Suppose we have the diagram of spectra $$A \to B \to C$$ Then taking the limit of this diagram is essentially taking the limit over the Nerve of the category $$\cdot \to \cdot \to \cdot$$ which I believe is exactly $\Delta^2$.
$\Delta^2$ has a subcomplex $i:\partial \Delta ^2 \hookrightarrow \Delta^2 $. So given this functor from $\Delta^2$ to Spectra, we can compose with the inclusion $i$ and get a functor from $\partial \Delta ^2$ to Spectra. My question is, What is the limit of this functor over $\partial \Delta ^2$? In particular I would like to be able calculate the homotopy groups of this limit.

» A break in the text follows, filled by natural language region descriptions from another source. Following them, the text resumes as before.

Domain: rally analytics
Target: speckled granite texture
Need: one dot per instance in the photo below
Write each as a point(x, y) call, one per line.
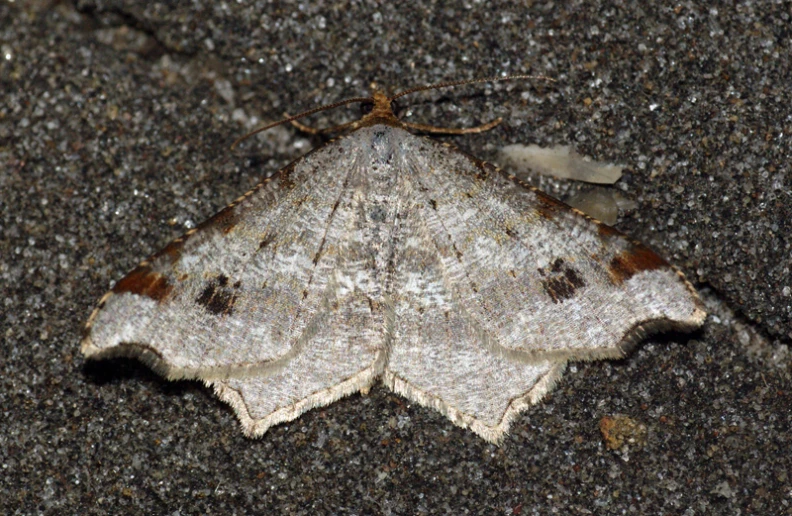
point(115, 125)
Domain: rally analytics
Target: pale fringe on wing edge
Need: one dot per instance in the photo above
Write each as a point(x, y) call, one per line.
point(257, 427)
point(493, 434)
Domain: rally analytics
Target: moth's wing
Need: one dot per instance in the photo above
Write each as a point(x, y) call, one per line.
point(539, 278)
point(248, 292)
point(442, 357)
point(346, 355)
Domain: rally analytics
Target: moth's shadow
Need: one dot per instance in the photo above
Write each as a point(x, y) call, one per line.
point(121, 370)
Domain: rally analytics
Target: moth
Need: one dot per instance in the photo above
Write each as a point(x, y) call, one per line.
point(387, 256)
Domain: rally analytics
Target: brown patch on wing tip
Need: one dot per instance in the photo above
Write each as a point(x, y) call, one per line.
point(562, 281)
point(626, 264)
point(145, 282)
point(172, 250)
point(217, 297)
point(546, 207)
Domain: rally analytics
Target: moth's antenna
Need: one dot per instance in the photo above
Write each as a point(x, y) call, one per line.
point(302, 115)
point(470, 81)
point(419, 127)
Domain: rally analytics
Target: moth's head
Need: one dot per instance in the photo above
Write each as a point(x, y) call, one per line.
point(380, 108)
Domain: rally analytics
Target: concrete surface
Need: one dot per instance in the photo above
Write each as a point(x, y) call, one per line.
point(115, 124)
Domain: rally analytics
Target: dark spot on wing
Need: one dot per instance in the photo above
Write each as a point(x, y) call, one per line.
point(561, 281)
point(626, 264)
point(267, 240)
point(145, 282)
point(217, 297)
point(377, 214)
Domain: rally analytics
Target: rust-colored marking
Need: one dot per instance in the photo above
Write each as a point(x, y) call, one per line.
point(172, 250)
point(145, 282)
point(636, 259)
point(562, 281)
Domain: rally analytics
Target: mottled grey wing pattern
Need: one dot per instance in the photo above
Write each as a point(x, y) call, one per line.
point(540, 279)
point(387, 255)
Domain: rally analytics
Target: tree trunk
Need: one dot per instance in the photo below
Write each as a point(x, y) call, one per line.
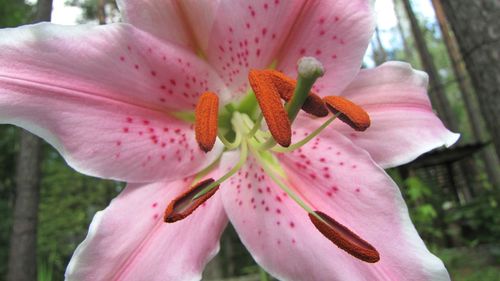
point(477, 30)
point(406, 46)
point(466, 89)
point(379, 53)
point(22, 254)
point(437, 92)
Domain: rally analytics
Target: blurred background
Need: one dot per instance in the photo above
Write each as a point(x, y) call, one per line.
point(452, 194)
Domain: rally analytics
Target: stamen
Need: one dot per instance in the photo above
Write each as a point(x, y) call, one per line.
point(271, 107)
point(351, 113)
point(286, 86)
point(184, 205)
point(344, 238)
point(206, 118)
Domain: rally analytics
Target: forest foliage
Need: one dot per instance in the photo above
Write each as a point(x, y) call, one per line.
point(461, 224)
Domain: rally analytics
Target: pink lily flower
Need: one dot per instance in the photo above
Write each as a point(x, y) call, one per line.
point(117, 101)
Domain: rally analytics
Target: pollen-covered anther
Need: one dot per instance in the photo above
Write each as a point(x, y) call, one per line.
point(286, 86)
point(344, 238)
point(184, 205)
point(271, 106)
point(206, 118)
point(350, 113)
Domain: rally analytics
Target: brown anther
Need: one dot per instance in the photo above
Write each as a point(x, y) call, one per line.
point(206, 117)
point(184, 205)
point(344, 238)
point(271, 106)
point(286, 86)
point(351, 113)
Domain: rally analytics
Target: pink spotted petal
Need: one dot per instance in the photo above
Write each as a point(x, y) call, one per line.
point(69, 86)
point(337, 33)
point(283, 240)
point(403, 124)
point(166, 20)
point(244, 35)
point(340, 179)
point(129, 241)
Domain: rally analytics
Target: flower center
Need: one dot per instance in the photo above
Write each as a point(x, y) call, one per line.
point(238, 126)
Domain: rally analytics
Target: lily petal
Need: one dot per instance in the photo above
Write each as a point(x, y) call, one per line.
point(403, 124)
point(283, 240)
point(337, 34)
point(242, 35)
point(130, 241)
point(105, 117)
point(163, 19)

The limit over $∂Δ^2$ is simply the homotopy equalizer (alias ∞-equalizer) of the maps given by the image $f\colon A→C$ of 0→2 respectively the composition of the images of 0→1→2. Up to homotopy, the latter composition can be taken to be $f$. Thus, we are interested in the homotopy equalizer of $f$ and $f$.
This homotopy equalizer can be computed as the homotopy fiber of the map $$A⨯C=A⊕C→C⨯C=C⊕C$$ whose component $A→C⨯C$ is the map $(f,f)\colon A→C⨯C$, whereas the component $C→C⨯C$ is the diagonal map.
The homotopy groups of this homotopy fiber can be computed in the standard manner, for example, using the long exact sequence associated to this fiber sequence.